Join Chinese ecommerce giant's 'Food Trust Framework' pilot

Odourless fish oil and dairy products are among the first products to be ordered from Australia using Chinese ecommerce giant Alibaba’s blockchain based ‘Food Trust Framework’.

Vitamin and supplement maker Blackmores and dairy brand Fonterra are the first companies to use the framework which aims to achieve end-to-end supply chain traceability to boost consumer confidence in the provenance of their purchases.

As well as utilising blockchain technology the framework – delivered via Alibaba’s business to consumer platform Tmall Global – incorporates various controls such as products getting tagged with unique QR codes.

“These technologies are designed to authenticate, verify, record and provide ongoing reporting of the transfer of ownership and provision of products and goods,” Alibaba said.

“Once the pilot is complete and if successful, the framework could form the basis of a global supply chain model applied across all of Alibaba Group’s e-commerce markets. The framework represents the next step in Alibaba’s vision to build the future infrastructure of commerce and will help give confidence to producers, merchants, logistics providers and consumers alike,” the company added.

Australia Post and New Zealand Post are also involved in the pilot, which has been set up with the help of PwC.

Supply chain networks are touted as a prime use case for blockchain technologies. It is proposed that since each stakeholder in a blockchain-supported network can access an authenticated ledger of a product’s journey, this allows parties to more easily keep track of where goods are and speed up shipping and payment reconciliation processes. It also makes it quicker and easier to trace the source of contaminated products

Consumers benefit from being able to view where their food or goods came from, and the journey of their purchase. If a product was marketed as organic, potentially the buyer could view the item’s provenance via a blockchain to see if it really came from an organic farm.

Blockchain does not however solve the issue of a farmer, say, lying about whether they used a pesticide.
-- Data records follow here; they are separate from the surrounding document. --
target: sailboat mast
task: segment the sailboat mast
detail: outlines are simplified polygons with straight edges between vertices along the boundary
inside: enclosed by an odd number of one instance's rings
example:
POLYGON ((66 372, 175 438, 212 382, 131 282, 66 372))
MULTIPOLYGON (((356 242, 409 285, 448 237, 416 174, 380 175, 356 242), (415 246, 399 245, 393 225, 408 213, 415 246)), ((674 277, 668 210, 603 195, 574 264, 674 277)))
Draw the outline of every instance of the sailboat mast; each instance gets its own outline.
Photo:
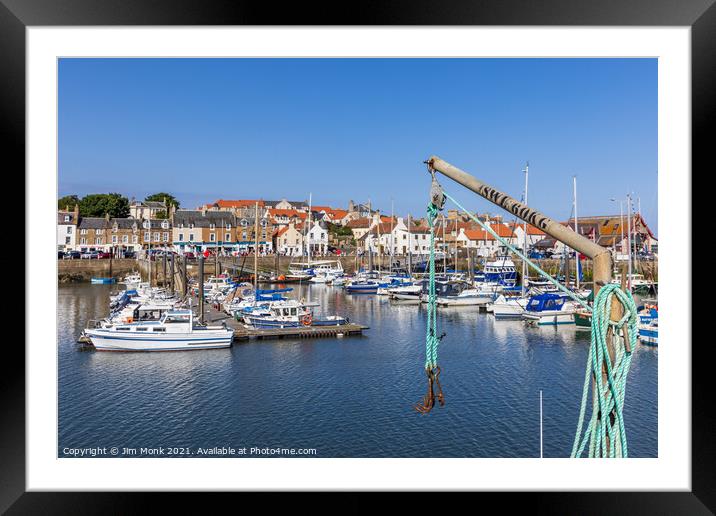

Nor would it stop a product simply being mislabeled.

PwC estimates that 40 per cent of food companies find food fraud difficult to detect with current methods, and 39 per cent think their products are easy to counterfeit.

In August last year, IBM announced it had formed a blockchain consortium including the likes of Dole, Driscoll’s, Nestlé, Unilever and Walmart, to explore the technology’s potential in the global food supply chain.

In December, QUT Professor Marcus Foth revealed his distributed ledger-based food provenance solution for Australian beef products dubbed the BeefLedger Blockchain.

“Blackmores goes to extraordinary lengths to have visibility over our supply chain and each of our products passes 30 tests and checks before it is released for sale.  So we’re exploring ways to leverage the technology and data that can provide our consumers with assurance that their trust in our products is well-placed,” said Blackmores CEO Richard Henfrey.

“Our commitment to quality doesn’t end in our distribution centre and we need to give consumers confidence in the products they purchase on e-commerce platforms.”

Fonterra China president Christina Zhu said consumers increasingly want to trace what they eat.

“In China and many other markets, we know consumers want to be able to trace the products they purchase online, so we welcome being a part of creating a globally respected framework that protects the reputation of food companies and gives greater value and consumer confidence,” she said.